一番搜查过后,路垚更是确定了点传师之死的这起案子并非意外了,他也将案件的嫌疑人锁定在了点传师之子李丹一的身上。
关键的一点就在于,那个潜逃的李丹一放着家里那么多值钱的东西不带,独独带走了案发时那条所谓能连接天神的通神索。
那条破绳子一文不值,他为什么一定要带走它?
细想之下只有两种可能,要么绳子里藏着秘密,要么这绳子根本就是作案凶器,或许案发时就是凶手在绳子上做了手脚,从而导致了点传师的死。
如果是这样的话,这案子就是一起预谋杀人了。
事后,林朝夏对死者点传师的尸体进行了一次全面的尸检,结果发现这个点传师的的确确是摔死的,在死因上没有什么疑问,但是......

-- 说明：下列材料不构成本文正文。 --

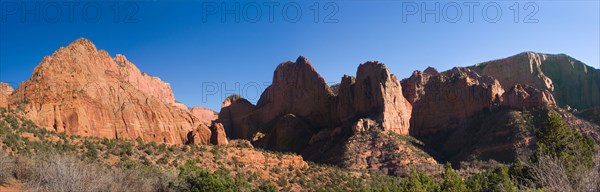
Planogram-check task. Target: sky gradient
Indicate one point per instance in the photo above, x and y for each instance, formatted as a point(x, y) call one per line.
point(187, 44)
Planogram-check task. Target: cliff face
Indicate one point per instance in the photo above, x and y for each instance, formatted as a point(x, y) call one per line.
point(5, 91)
point(447, 101)
point(299, 112)
point(83, 91)
point(571, 82)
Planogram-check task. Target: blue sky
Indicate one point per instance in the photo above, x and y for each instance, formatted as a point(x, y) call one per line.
point(187, 44)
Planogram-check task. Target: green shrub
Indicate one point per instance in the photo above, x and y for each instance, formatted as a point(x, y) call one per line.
point(492, 180)
point(452, 182)
point(7, 167)
point(194, 178)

经过尸检,她发现死者竟然...竟然是个实打实的太监!
所以这也就能解释为什么点传师家会有那么多宫里的东西了,不过,让人在意的却不是这个,你说如果这个点传师是太监,那他哪里来的儿子?
这样看来那个李丹一肯定不是点传师的亲生儿子了。
点传师家后院。
路垚和乔楚生再一次来到点传师家进行搜查。
这次,路、乔二人在后院发现了一个隐藏的地窖,路垚正打算要下地窖里去探查一番,正这时,林朝夏带着尸检报告来找路、乔二人。
路垚看完验尸报告后一副恍然大悟的神情,道:
路垚“搞了半天他原来是个太监,我说他家里怎么会有那么多宫里的宝贝呢。”
林朝夏“最重要的一点是,从尸检报告中我们可以得知,那个李丹一不可能是他亲儿子。”
路垚“给太监当儿子,换谁心里都不乐意吧。”
路垚撇撇嘴说。
乔楚生“行,既然儿子找不到,那咱们就先找他老子吧,那个时候的太监出宫肯定会有记录,顺着记录查应该能查到点什么。”
乔楚生又道。
路垚“怎么查?他出宫后肯定改过名字啊。”
林朝夏“谁说要查人啦?我们可以查别的呀。”
林朝夏笑了笑说。
路垚“什么意思?”
路垚不解。
林朝夏“当然是查他家里的那些宝贝咯,那些可都是宫里的货,只要查一查宫里当年的赏赐记录,顺藤摸瓜,怎么着也能查出点什么来吧?”
路垚听罢,立马拉着乔楚生要走。
路垚“那还等什么呀,咱赶紧回去查啊。”
乔楚生“可你刚才不是说要先下那个地窖里看看吗?”
路垚“时间紧任务重,咱还是先去查查别的吧。”
乔楚生“那要不我另外叫一批人替你下去探探情况?”
乔楚生又问。
路垚“没事,暂时不用,地窖又跑不了,是吧,咱改天再来看也是一样的。”
路垚说完,拉着乔楚生离开了后院。
经过路垚等人的调查后发现,原来那个点传师的原名叫作李长蒙,是江苏扬州人,宣统元年离宫之后改名为李蒙,而且在民国三年以后加入了通神会,并收养了李丹一。
查完了信息后,林朝夏再一次回到了李蒙家的后院。
她是尾随路垚来的。
先前她早就看出路垚有些奇怪了,所以她才偷偷跟来,为的就是想看看这个路垚要搞什么鬼。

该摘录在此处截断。